Appeal and payment of punitive fines

 

Article 16 of CVM Resolution 47/21 states that the decision to impose punitive fines may be appealed to the review board, through the CVMWeb system, within ten days from the date of acknowledgement of receipt of the letter communicating the fine.

The due date of the fine, however, does not change due to the filing of an appeal, since it does not operate as supersedeas.
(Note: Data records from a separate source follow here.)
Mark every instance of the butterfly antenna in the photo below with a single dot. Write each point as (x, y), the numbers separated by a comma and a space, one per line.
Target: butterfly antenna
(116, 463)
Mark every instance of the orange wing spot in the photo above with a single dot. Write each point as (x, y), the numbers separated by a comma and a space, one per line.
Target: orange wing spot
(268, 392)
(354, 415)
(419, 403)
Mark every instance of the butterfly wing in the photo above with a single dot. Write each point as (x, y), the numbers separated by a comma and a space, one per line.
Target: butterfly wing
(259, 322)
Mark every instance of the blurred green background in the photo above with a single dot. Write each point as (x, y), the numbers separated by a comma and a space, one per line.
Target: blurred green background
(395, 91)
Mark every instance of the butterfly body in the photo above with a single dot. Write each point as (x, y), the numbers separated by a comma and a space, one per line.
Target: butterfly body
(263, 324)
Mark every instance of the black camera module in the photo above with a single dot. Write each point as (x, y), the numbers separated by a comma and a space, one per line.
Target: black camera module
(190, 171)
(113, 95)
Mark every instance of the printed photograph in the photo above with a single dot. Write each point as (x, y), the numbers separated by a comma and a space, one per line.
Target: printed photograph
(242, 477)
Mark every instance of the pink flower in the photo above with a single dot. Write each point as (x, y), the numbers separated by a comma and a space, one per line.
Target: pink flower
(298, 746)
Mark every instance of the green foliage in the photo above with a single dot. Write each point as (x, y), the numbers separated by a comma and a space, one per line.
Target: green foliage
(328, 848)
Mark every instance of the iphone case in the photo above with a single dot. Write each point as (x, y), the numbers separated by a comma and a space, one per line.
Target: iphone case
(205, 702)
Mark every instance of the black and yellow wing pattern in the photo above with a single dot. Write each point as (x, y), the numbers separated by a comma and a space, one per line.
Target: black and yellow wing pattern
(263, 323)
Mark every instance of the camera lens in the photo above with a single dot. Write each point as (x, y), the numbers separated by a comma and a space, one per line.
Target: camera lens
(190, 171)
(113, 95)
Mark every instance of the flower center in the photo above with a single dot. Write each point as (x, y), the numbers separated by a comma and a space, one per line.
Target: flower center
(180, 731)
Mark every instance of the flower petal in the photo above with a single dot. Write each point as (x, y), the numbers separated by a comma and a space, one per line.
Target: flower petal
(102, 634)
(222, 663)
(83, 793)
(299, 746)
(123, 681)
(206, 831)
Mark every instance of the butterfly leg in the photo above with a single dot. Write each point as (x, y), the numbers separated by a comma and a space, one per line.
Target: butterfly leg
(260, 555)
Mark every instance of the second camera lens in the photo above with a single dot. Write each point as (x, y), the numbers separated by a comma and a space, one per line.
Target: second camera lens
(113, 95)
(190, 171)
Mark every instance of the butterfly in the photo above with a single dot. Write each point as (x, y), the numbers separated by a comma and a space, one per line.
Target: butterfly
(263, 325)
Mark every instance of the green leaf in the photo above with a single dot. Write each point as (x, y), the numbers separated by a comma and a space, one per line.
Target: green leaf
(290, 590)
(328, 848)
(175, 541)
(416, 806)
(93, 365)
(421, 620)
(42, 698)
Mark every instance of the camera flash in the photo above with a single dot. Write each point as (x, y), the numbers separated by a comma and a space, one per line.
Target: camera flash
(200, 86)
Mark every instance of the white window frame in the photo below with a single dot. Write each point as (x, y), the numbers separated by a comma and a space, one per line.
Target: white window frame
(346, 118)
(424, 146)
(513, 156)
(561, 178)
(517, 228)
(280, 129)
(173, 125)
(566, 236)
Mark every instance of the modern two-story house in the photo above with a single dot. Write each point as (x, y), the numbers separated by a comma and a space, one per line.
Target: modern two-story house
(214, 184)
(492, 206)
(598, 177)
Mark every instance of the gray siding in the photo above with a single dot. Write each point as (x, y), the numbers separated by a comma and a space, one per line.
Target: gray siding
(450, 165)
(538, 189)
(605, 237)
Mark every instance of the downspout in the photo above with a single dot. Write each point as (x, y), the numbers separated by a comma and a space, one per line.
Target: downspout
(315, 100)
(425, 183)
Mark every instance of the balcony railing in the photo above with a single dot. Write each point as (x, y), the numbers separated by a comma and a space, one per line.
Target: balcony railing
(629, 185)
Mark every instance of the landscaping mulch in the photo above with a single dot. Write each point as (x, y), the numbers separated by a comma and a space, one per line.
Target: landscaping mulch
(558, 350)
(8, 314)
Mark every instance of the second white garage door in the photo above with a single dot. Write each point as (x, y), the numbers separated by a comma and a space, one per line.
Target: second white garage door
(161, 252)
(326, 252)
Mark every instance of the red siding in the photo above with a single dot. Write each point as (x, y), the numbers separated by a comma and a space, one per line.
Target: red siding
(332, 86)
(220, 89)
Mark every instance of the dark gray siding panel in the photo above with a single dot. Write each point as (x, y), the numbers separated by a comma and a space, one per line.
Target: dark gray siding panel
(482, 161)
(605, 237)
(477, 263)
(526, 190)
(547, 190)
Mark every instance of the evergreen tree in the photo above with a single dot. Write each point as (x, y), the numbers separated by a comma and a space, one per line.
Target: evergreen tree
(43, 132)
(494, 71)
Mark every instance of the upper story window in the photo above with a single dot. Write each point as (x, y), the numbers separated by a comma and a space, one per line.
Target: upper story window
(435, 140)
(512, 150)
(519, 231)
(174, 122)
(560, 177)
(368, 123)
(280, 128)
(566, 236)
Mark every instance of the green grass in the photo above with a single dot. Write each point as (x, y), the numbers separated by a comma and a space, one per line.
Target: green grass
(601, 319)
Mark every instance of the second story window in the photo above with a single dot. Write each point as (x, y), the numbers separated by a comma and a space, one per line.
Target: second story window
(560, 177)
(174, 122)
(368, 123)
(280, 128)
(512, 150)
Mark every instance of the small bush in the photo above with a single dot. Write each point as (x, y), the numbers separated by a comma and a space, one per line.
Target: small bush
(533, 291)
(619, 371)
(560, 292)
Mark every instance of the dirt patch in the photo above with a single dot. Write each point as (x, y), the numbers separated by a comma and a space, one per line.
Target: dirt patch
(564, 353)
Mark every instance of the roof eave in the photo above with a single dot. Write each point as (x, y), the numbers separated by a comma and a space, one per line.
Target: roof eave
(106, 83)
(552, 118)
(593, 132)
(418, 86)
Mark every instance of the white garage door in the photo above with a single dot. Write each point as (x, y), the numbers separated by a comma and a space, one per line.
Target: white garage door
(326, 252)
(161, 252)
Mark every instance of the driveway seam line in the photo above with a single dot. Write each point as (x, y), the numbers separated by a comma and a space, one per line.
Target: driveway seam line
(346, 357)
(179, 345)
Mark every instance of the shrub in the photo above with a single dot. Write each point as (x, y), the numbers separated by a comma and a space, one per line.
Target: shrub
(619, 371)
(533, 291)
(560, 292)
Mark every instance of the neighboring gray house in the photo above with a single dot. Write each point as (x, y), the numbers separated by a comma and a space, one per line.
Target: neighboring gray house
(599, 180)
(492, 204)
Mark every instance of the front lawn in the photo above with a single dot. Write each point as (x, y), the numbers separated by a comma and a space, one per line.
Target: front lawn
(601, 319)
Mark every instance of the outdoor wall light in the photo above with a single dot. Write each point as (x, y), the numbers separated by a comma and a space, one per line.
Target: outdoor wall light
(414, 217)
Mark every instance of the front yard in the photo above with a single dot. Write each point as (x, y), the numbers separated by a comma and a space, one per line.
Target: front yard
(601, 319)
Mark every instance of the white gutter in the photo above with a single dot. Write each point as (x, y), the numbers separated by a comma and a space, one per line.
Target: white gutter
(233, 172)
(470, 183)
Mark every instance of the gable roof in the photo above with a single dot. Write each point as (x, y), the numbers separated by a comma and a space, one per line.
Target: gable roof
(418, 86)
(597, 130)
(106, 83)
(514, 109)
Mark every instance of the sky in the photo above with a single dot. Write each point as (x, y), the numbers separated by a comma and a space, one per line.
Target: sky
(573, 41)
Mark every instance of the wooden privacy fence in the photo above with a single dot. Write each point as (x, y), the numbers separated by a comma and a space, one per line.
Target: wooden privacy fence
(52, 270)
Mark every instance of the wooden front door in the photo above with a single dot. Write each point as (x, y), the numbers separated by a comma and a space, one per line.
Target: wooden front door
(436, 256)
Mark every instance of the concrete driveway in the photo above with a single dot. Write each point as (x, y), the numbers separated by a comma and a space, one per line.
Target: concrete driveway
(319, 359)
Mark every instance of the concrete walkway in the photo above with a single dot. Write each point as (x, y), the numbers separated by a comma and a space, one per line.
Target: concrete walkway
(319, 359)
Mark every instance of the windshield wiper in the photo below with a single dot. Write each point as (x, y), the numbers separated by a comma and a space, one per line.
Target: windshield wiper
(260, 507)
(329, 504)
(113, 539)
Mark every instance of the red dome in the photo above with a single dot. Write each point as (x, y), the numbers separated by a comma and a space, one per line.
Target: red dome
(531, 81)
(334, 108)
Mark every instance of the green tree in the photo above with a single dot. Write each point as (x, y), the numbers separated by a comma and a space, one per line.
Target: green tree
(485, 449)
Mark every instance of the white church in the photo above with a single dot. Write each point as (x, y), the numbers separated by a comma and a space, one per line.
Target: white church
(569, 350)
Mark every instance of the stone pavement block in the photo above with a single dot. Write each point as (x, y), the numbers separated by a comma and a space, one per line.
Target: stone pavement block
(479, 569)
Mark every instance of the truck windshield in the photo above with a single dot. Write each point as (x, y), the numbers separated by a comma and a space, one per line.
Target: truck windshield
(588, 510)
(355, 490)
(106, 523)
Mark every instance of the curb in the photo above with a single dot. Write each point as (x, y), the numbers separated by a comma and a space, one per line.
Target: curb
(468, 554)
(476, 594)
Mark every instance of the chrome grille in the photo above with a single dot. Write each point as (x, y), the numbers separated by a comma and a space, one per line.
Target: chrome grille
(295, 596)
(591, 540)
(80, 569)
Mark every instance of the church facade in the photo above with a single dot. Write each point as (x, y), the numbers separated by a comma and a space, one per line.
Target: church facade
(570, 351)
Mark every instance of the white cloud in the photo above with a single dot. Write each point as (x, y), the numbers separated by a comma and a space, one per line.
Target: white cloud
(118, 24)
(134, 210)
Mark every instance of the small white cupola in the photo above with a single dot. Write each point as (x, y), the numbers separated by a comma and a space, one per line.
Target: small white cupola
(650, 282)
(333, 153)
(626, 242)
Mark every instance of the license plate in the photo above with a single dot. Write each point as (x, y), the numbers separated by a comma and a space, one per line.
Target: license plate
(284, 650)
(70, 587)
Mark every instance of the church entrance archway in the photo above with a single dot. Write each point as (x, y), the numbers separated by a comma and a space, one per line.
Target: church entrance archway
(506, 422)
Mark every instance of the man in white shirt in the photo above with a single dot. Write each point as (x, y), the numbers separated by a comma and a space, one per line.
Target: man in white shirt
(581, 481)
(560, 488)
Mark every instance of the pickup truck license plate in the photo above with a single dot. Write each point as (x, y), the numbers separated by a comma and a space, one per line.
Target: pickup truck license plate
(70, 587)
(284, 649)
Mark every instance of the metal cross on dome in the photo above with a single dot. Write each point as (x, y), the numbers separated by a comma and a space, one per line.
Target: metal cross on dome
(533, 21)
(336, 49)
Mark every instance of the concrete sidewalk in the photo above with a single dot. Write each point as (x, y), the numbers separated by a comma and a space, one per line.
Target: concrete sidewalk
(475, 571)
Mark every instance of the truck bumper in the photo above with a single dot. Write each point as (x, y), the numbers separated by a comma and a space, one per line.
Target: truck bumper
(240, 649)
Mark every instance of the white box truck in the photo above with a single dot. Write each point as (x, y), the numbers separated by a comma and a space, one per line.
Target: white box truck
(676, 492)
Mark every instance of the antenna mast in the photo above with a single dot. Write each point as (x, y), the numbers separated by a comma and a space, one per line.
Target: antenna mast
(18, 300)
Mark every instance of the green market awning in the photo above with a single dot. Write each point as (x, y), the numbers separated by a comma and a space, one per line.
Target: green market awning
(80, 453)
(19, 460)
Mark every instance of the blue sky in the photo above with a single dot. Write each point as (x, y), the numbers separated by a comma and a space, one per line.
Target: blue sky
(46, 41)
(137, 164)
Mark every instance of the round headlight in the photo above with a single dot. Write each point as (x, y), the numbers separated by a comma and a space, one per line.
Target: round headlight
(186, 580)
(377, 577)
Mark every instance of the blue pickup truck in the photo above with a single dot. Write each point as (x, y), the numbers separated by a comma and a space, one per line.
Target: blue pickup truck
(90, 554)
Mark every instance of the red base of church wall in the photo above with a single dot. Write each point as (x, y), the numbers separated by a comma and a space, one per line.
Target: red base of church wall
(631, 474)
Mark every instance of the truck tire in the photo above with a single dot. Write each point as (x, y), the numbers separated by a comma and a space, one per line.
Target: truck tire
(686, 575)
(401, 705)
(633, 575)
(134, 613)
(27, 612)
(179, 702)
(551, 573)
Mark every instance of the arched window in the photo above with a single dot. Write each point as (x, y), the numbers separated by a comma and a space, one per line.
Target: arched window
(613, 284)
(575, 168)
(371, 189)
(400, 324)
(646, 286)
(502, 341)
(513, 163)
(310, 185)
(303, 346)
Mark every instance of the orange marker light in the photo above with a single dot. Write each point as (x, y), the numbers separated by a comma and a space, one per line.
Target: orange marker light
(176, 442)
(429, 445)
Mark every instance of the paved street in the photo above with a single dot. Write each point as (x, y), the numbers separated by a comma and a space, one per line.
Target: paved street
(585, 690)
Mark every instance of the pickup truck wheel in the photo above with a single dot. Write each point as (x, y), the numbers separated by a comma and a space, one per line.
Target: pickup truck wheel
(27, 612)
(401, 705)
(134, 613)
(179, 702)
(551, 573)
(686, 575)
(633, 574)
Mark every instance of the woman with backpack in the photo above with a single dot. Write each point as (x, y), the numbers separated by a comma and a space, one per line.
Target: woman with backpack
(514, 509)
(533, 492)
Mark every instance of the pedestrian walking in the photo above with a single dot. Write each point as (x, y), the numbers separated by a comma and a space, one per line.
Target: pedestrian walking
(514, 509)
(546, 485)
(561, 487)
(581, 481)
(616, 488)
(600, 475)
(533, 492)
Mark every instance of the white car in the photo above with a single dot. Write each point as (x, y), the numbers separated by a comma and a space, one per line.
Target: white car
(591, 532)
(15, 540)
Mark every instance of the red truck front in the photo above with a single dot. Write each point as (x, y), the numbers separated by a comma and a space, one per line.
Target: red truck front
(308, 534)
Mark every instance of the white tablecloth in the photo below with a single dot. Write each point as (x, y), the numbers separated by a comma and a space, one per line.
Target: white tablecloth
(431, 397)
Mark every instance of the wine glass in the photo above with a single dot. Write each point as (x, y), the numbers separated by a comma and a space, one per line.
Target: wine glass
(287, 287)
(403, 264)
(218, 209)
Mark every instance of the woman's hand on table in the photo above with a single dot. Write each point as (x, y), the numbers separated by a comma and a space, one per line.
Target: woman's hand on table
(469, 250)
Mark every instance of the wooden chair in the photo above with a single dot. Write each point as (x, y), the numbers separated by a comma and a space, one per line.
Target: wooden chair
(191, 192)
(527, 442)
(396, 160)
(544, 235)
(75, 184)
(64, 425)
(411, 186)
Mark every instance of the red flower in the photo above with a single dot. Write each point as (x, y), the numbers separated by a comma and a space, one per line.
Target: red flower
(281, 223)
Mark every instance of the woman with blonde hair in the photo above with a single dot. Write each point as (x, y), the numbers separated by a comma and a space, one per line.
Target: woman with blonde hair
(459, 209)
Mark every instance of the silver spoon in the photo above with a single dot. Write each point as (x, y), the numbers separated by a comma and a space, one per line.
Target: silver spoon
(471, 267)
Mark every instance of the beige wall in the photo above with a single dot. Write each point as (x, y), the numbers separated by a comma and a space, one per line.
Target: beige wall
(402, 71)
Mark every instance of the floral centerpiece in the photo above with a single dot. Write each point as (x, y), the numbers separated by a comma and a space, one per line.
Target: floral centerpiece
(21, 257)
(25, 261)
Therefore, the company may choose to: (i) pay the fine on the due date and, if the appeal is granted, request reimbursement from the CVM; or (ii) not pay the fine and, if the appeal is not granted, pay the fine plus charges due to the delay in payment.

On this topic, the SEP also clarified that, as the punitive fines are not to be confused with the penalties provided for in the head paragraph and subsections I to VIII of article 11 of Law 6,385/76, as amended, it is not possible to transform a punitive fine into a warning.

 

Digital signature

 

In line with Decree 10,543/20, the circular also contains guidelines regarding the electronic signature of documents that must be forwarded by the CVM's digital filing, which must have an advanced or qualified signature (silver or gold level in the Digital Citizenship Platform.GOV.BR) in the following cases:

  • application for registration as a securities issuer, in category A, under CVM Resolution 809/19;
  • filing of an appeal from a fine;
  • request for confidential treatment of information/documents provided in order to meet requirements made under CVM Instruction 480/09, as amended (article 56, paragraph 3);
  • consultations with requests for confidential treatment;
  • request for exception to the immediate disclosure of a material fact (article 7 of CVM Resolution 44/21); and
  • execution of a consent order with the CVM.

For clarification purposes, advanced signature requires the signatory to use a digital certificate, but this does not necessarily need to be issued by ICP-Brasil (Brazilian Public Keys Infrastructure). An advanced electronic signature may be issued by another means of proving authorship and integrity of documents in electronic form, provided that it is admitted by the parties as valid or accepted by the person to against whom the document is submitted, with the following features:

  • be uniquely associated with the signer;
  • use data for the creation of electronic signatures whose signatory can, with a high level of confidence, operate under its exclusive control; and
  • be related to the data associated with it so that any subsequent modification is detectable. Qualified signatures, on the other hand, necessarily involve the use of a digital certificate issued by ICP-Brasil.

More information about the use of signatures in the federal public administration can be found at the CVM’s website .

Queries

 

The CVM reinforces in the circular letter that queries from issuers forwarded directly to the e-mail addresses of management or the SEP will only be answered by e-mail if they involve low complexity issues that do not require the involvement of the managers or the superintendent. Other queries must be forwarded via digital protocol so that a specific administrative proceeding can be opened on the subject.